The NY Times reports on new web-based services at university libraries that are incorporating features such as personalized recommendations, browsing histories, and email alerts, the sort of thing developed by online retailers like Amazon and Netflix to recreate some of the experience of browsing a physical store. Remember Ranganathan’s fourth law of library science: “save the time of the reader.” The reader and the customer are perhaps becoming one in the same.
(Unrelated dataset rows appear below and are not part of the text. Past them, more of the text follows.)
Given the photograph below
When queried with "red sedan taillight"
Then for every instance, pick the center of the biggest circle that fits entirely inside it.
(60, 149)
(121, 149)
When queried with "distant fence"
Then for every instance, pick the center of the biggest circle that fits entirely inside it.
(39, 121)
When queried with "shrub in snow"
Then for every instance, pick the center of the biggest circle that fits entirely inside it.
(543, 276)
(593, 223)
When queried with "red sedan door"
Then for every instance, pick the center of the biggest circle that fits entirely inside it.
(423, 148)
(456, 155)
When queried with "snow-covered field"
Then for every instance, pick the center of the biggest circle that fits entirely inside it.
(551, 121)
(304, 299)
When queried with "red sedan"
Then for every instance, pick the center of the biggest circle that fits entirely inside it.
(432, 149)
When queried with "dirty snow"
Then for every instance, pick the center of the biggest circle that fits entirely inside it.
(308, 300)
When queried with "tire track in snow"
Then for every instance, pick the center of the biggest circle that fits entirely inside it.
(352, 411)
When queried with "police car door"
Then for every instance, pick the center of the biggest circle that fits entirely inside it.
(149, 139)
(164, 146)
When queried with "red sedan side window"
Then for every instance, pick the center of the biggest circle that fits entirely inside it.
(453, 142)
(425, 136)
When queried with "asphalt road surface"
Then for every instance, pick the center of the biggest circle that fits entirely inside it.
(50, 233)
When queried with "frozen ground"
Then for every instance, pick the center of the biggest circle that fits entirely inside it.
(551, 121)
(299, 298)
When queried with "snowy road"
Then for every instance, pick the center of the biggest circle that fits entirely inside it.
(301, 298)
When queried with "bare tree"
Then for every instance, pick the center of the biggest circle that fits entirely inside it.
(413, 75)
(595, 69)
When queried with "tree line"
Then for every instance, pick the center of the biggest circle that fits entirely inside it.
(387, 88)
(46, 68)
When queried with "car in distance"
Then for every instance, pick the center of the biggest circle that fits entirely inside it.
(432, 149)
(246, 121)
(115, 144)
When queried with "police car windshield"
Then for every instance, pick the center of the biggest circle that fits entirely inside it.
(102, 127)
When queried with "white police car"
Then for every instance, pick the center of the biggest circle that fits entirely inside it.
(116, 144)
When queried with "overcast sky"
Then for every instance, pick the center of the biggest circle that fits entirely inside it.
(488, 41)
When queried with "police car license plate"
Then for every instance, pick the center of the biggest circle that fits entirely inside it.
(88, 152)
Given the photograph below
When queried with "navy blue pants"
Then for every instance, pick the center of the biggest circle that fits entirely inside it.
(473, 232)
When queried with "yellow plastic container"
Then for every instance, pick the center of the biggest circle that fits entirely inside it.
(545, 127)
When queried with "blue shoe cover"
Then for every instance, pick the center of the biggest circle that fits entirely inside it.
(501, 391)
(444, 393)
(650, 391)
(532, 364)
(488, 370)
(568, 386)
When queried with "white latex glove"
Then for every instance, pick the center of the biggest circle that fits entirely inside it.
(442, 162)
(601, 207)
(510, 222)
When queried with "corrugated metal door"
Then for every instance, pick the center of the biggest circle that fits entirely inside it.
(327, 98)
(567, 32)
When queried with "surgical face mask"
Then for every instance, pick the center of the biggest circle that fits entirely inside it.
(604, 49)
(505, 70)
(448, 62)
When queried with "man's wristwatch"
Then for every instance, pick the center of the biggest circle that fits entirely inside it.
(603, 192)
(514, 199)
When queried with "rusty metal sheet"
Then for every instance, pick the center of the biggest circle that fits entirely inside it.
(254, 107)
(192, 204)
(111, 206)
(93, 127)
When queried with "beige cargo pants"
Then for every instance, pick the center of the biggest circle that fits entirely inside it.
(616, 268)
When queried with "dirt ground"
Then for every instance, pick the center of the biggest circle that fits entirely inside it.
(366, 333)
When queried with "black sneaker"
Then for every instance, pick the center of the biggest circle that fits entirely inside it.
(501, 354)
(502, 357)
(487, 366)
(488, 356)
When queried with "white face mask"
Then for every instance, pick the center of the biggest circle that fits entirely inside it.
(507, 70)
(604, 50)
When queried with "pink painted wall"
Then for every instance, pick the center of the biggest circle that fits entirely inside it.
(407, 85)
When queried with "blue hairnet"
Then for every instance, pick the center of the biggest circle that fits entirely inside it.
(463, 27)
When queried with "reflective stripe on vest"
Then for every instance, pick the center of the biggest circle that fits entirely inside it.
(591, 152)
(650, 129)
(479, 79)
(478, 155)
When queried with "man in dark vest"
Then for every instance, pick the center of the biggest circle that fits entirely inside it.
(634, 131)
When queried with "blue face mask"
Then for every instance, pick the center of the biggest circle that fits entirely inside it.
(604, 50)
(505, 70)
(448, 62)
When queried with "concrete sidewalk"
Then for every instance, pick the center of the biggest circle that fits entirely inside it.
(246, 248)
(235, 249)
It would be interesting if a social software system were emerging for libraries that allowed students and researchers to work alongside librarians in organizing the stacks. Automated recommendations are just the beginning. I’m talking more about value added by the readers themselves (Amazon has does this with reader reviews, Listmania, and So You’d Like To…). A social card catalogue with a tagging system and other reader-supplied metadata where readers could leave comments and bread crumb trails between books. Each card catalogue entry with its own blog and wiki to create a context for the book. Books are not just surrounded by other volumes on the shelves, they are surrounded by people, other points of view, affinities — the kinds of thing that up to this point were too vaporous to collect. This goes back to David Weinberger’s comment on metadata and Google Book Search.
hmmm. i wonder if a smart hacker on some library’s staff has used Amazon’s APIs to link the Amazon user database to the library’s card catalog? seems like a natural development. also, wonder if anyone has done any work linking library card catalogs to related resources on the web. i’m not talking about an unstructured Google search, but handmade links on impt. topics; e.g. if someone is researching the debate on evolution, might they be referred to PZ Myers, Pharyngula?
Your post reminds me of why I like Billy Collins’s poem, “Marginalia.” The poem points to the conversations that take place as readers jot their reactions in the margins of books,
The comments in the margin show the arguments and interactions we’d like to see between readers and writers, but in the end what matters are the human traces we might find in books.
I like the question you raise about reader-tagged possibilities for libraries. Thinking about that kind of filtering in terms of how library users go about searching really highlights the need for anyone concerned with research to try to make sense of some of these changes that are happening. What do we make of and how might we reshape those connections from the margins.
Not just online retail. Look at the Seattle Public Library. Or the work that MAYA did for the Carnegie Libraries. It’s clear that they are influenced by the third-place success of Barnes and Noble and Borders.